Should I retry on Sql Azure Timeout?

I've been seeing intermittent SqlException - "Timeout expired" in our application quite regularly.  We have implemented transient retry logic as per

http://social.technet.microsoft.com/wiki/contents/articles/sql-azure-connection-management-in-sql-azure.aspx

and

http://msdn.microsoft.com/en-us/library/4cff491e-9359-4454-bd7c-fb72c4c452ca

but neither of those documents mentioned the -2 timeout error and as a result we don't retry.  But the regularity with which we see these exceptions seems to tell me that I'm doing something wrong and perhaps I should retry.

Additionally, the first document above infers that the second is the definitive resource, yet the second doc does not mention error code 40143 (which we also had not implemented as a retry-able error but appears that we should).

I'd really like to get the definitive list (so that my app would stop sending me SMS alerts in the middle of the night!)

For the record (and to pass on some code) , my app is testing as follows:

 

	public static class SqlExceptionExtensions
	{
		public static bool IsRetryable( this SqlException that )
		{
			//for error descriptions go to:
			//http://social.technet.microsoft.com/wiki/contents/articles/sql-azure-connection-management-in-sql-azure.aspx
			//http://msdn.microsoft.com/en-us/library/4cff491e-9359-4454-bd7c-fb72c4c452ca
			var sqlErrorCodesToRetry = new[]
			{
				-2 /*Timeout expired. The timeout period elapsed prior to completion of the operation or the server is not responding.*/
				, 20 /*The instance of SQL Server you attempted to connect to does not support encryption. (PMcE: amazingly, this is transient)*/
				, 64 /*A connection was successfully established with the server, but then an error occurred during the login process.*/
				, 233 /*The client was unable to establish a connection because of an error during connection initialization process before login*/
				, 10053 /*A transport-level error has occurred when receiving results from the server.*/
				, 10054 /*A transport-level error has occurred when sending the request to the server.*/
				, 10060 /*A network-related or instance-specific error occurred while establishing a connection to SQL Server. The server was not found or was not accessible.*/
				, 40143 /*The service has encountered an error processing your request. Please try again.*/
				, 40197 /*The service has encountered an error processing your request. Please try again.*/
				, 40501 /*The service is currently busy. Retry the request after 10 seconds.*/
				, 40613 /*Database '%.*ls' on server '%.*ls' is not currently available. Please retry the connection later.*/
			};

			return that.Errors.Cast<SqlError>().Any( sqlError => sqlErrorCodesToRetry.Contains( sqlError.Number ) );
		}
	}


 

 

July 27th, 2011 12:50pm

Have you had a look at the Transient Fault Handling Framework (http://blogs.msdn.com/b/appfabriccat/archive/2010/10/28/best-practices-for-handling-transient-conditions-in-sql-azure-client-applications.aspx)?  It does a nice job of providing a reusable, extensible library for such transient faults.
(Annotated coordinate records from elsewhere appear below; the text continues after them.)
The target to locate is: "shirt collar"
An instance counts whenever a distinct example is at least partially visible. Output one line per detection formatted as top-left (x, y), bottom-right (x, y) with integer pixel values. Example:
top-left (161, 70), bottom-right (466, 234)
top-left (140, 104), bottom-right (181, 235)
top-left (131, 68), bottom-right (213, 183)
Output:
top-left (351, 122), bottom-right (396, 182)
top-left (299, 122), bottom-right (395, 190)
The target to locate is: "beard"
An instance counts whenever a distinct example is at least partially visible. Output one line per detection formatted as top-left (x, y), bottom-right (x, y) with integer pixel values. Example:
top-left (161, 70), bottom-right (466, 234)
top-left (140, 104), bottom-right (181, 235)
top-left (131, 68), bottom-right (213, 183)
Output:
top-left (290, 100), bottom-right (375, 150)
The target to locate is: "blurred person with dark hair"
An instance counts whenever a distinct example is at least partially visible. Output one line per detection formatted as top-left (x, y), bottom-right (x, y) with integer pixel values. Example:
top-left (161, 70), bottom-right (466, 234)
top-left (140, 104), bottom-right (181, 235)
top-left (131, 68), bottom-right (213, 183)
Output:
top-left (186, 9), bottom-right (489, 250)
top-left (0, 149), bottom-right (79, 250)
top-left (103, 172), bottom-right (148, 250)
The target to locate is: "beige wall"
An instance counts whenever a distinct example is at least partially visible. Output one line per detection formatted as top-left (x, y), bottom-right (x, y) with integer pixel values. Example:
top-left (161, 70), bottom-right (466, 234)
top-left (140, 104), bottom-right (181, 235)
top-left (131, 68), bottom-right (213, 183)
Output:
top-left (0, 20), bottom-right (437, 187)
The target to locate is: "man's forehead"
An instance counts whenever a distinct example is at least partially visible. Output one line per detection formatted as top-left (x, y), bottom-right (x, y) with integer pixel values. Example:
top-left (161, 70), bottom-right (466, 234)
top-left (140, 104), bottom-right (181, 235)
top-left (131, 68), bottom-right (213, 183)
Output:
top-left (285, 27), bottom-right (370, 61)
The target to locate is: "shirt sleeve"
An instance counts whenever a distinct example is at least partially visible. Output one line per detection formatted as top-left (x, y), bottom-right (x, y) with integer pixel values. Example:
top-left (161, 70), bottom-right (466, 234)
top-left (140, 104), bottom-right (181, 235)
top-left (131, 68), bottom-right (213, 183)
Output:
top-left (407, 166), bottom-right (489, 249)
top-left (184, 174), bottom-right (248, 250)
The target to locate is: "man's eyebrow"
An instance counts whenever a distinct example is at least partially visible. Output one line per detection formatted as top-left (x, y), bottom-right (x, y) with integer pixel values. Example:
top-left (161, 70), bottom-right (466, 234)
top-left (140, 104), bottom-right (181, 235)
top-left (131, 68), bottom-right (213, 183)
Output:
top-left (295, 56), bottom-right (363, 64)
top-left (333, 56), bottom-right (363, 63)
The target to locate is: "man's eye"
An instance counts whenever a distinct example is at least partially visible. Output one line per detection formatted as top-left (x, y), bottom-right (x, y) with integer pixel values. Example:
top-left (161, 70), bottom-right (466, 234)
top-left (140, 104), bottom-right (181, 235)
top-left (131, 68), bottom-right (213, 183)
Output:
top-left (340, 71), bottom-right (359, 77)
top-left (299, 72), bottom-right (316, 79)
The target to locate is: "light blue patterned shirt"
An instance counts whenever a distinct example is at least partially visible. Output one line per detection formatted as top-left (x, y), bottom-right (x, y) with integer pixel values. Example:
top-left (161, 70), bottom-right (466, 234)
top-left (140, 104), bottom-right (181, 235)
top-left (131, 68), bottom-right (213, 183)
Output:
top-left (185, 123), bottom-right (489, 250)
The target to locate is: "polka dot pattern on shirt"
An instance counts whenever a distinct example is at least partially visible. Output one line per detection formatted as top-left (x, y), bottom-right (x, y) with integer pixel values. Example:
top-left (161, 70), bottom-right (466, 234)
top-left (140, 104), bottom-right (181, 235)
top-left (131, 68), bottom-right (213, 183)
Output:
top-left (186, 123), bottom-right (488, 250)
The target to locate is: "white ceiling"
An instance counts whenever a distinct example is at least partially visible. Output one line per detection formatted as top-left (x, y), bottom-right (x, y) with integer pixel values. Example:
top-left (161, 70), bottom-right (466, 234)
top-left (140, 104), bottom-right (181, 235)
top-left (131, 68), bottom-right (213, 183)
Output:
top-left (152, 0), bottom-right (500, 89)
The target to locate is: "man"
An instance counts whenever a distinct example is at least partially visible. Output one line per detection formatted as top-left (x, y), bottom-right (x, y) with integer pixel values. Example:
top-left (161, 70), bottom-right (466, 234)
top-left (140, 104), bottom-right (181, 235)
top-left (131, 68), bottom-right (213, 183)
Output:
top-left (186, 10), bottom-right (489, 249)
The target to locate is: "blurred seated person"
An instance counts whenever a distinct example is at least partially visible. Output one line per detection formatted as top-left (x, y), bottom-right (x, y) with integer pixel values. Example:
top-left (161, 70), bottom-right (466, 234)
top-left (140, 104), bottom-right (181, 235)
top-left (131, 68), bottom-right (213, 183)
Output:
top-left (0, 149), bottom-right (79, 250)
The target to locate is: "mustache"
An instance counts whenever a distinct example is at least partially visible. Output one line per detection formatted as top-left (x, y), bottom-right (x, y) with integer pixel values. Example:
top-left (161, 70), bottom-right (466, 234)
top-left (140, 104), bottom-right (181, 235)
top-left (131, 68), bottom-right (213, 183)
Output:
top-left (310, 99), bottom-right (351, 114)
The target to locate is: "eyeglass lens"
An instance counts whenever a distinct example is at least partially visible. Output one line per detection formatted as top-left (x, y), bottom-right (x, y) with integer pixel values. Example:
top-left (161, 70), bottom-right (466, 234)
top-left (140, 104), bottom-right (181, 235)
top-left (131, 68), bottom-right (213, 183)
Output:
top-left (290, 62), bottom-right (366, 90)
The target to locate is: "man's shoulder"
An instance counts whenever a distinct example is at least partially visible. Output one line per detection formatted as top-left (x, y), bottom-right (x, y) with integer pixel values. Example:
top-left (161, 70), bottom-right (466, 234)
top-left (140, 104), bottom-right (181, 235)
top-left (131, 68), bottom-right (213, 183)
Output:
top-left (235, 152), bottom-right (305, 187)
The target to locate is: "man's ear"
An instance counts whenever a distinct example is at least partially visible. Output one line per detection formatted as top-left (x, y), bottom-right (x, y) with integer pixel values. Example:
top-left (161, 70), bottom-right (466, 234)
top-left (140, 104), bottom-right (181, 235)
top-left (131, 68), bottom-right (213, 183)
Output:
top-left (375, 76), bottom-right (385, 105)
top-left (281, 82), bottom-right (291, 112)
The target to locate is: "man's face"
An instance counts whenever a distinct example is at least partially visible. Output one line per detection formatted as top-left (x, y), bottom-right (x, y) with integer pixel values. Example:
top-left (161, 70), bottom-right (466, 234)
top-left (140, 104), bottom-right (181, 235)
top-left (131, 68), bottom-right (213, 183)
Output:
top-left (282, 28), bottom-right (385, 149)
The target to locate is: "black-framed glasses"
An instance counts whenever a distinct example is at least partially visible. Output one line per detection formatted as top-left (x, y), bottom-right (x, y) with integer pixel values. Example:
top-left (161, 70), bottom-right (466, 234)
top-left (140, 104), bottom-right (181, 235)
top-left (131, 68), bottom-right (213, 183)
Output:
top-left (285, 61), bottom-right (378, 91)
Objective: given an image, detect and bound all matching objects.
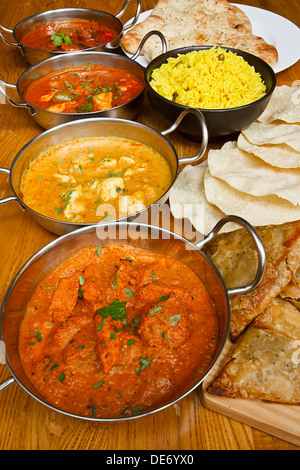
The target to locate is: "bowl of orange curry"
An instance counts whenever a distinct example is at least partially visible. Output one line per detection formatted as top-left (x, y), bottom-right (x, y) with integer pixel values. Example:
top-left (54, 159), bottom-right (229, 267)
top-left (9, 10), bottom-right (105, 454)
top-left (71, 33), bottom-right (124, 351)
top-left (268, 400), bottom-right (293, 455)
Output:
top-left (0, 52), bottom-right (145, 129)
top-left (1, 217), bottom-right (264, 421)
top-left (0, 0), bottom-right (141, 65)
top-left (0, 110), bottom-right (208, 235)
The list of SQL error codes in that framework appears to be the same as what you have though.

Free Windows Admin Tool Kit Click here and download it now
July 27th, 2011 4:08pm

Thanks Michael,

A lot of my inspiration actually came from that article, however it does not list -2 (Timeout) as a valid sql error code for retrying (in my code above, I actually added the Timeout check  after discovering that it was not being tested)

Indeed, the SqlAzureTransientErrorDetectionStrategy class in that download does NOT retry on timeout, so hence my question here....

 

Pete

July 27th, 2011 5:37pm

Hi Pete,

I built a system that highly depends on SQL Azure availability; I spent a lot of time fixing the application for many different types of failures and found that certain types of errors could be happening at various levels in the communication stack. I built the following TryOpen methods to centralize the communication attempts to SQL Azure. Here are the 2 methods; I only call the first one from the parent code. Note that I check for the Exception itself, the InnerException if there is one, and Socket Exceptions as well.  Depending on the exception, the error may be in the Number or the ErrorCode property.
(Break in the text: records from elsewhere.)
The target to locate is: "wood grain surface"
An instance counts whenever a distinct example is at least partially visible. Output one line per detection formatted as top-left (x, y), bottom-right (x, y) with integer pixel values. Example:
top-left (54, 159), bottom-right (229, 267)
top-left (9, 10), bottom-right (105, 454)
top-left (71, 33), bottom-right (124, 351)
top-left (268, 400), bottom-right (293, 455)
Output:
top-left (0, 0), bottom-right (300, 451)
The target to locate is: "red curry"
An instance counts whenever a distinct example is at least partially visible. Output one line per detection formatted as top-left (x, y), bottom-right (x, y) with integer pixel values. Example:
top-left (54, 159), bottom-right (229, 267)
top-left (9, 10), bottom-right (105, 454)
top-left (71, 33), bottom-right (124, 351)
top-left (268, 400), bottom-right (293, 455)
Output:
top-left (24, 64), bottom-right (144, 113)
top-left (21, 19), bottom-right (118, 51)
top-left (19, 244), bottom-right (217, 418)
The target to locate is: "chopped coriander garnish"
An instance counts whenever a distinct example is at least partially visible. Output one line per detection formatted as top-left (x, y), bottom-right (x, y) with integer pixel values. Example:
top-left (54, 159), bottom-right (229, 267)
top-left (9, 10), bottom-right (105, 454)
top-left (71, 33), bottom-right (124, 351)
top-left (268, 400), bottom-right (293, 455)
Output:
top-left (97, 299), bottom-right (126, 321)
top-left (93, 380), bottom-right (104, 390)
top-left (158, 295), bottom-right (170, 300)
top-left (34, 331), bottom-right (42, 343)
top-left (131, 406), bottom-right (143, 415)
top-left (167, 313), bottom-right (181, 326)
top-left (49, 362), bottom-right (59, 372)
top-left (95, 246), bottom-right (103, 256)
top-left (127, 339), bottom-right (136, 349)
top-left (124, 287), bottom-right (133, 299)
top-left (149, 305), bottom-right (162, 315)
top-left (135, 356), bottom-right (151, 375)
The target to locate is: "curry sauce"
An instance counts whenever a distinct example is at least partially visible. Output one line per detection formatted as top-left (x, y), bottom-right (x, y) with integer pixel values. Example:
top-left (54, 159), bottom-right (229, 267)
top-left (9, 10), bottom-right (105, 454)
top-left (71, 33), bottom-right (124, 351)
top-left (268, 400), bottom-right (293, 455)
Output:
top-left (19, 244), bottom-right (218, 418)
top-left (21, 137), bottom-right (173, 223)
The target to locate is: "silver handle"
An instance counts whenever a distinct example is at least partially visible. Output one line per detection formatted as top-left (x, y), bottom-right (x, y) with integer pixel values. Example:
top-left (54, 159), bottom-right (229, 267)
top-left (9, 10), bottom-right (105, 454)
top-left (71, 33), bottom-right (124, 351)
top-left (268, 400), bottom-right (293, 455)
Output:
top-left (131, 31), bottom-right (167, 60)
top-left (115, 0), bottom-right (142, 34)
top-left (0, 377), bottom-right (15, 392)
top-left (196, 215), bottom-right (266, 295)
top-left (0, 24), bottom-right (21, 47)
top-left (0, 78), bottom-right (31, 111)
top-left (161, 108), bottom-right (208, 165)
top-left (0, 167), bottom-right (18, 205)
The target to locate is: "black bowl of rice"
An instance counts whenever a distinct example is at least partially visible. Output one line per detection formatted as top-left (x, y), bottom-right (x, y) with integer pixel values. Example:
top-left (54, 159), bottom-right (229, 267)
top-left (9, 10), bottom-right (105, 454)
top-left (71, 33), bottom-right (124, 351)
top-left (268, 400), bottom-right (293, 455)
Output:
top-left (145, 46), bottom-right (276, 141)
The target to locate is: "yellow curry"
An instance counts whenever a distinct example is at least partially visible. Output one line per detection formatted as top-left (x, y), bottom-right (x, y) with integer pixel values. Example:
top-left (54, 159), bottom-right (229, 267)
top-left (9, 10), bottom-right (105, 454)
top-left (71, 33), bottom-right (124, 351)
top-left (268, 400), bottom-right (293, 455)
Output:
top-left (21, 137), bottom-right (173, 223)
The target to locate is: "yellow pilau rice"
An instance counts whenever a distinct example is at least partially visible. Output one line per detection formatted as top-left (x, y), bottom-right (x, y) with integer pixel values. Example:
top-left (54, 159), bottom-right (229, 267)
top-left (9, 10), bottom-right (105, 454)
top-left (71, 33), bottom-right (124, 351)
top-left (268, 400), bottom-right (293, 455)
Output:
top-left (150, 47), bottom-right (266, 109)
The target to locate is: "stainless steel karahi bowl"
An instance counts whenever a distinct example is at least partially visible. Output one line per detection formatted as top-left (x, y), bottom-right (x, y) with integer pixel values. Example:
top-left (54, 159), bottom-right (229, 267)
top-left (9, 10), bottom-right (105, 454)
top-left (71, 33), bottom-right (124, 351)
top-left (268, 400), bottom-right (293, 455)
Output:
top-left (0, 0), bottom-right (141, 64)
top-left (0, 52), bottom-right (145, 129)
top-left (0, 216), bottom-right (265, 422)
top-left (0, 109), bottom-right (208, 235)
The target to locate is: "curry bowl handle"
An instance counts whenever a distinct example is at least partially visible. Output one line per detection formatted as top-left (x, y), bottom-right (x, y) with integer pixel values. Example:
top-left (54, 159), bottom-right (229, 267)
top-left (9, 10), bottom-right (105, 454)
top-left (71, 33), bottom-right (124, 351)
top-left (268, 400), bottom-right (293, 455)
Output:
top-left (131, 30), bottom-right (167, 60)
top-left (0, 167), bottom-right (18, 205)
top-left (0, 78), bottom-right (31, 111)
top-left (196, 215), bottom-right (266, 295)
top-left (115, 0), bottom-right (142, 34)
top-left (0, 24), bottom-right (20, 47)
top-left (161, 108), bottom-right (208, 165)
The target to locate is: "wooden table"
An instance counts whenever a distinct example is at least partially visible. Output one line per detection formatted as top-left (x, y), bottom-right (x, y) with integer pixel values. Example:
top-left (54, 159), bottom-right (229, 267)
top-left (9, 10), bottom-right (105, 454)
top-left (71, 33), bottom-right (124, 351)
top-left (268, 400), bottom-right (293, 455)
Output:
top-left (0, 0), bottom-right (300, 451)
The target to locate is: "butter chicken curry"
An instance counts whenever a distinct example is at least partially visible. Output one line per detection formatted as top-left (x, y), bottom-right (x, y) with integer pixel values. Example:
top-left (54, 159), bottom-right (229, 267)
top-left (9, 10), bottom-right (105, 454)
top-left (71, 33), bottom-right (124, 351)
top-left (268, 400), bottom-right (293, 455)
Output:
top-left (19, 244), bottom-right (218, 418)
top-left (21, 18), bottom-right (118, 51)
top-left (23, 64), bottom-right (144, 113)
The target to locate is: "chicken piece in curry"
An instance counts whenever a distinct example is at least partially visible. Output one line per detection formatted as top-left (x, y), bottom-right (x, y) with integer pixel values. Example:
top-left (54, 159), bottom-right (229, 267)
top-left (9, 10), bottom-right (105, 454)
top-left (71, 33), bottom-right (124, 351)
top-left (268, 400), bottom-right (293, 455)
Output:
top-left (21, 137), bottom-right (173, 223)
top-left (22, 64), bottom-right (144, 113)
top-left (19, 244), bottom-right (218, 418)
public static bool IsTransientError(Exception ex)
{
    if (ex is SqlException)
      return IsTransientError((SqlException)ex);
    if (ex.InnerException is SqlException)
      return IsTransientError((SqlException)ex.InnerException);
    else if (ex is InvalidOperationException && ex.InnerException != null && ex.InnerException.Message.ToLower().StartsWith("timeout expired"))
      return true;
    else if (ex is System.Net.Sockets.SocketException)
    {
      if (((System.Net.Sockets.SocketException)ex).ErrorCode == 10054)
        return true;
    }
    else if (ex is TimeoutException)
      return true;
    return false;
}

public static bool IsTransientError(SqlException ex)
{
   if (ex.Number == 40197 ||
      ex.Number == 40501 ||
      ex.Number == 10053 ||
      ex.Number == 10054 ||
      ex.Number == 10060 ||
      ex.Number == 40613 ||
      ex.Number == 40143 ||
      ex.Number == 233 ||
      ex.Number == 64 ||
      ex.Number == 20)
      return true;

    return false;
}

 

Free Windows Admin Tool Kit Click here and download it now
July 29th, 2011 8:09pm

Herve,

Thanks for your response - I appreciate you sharing your code.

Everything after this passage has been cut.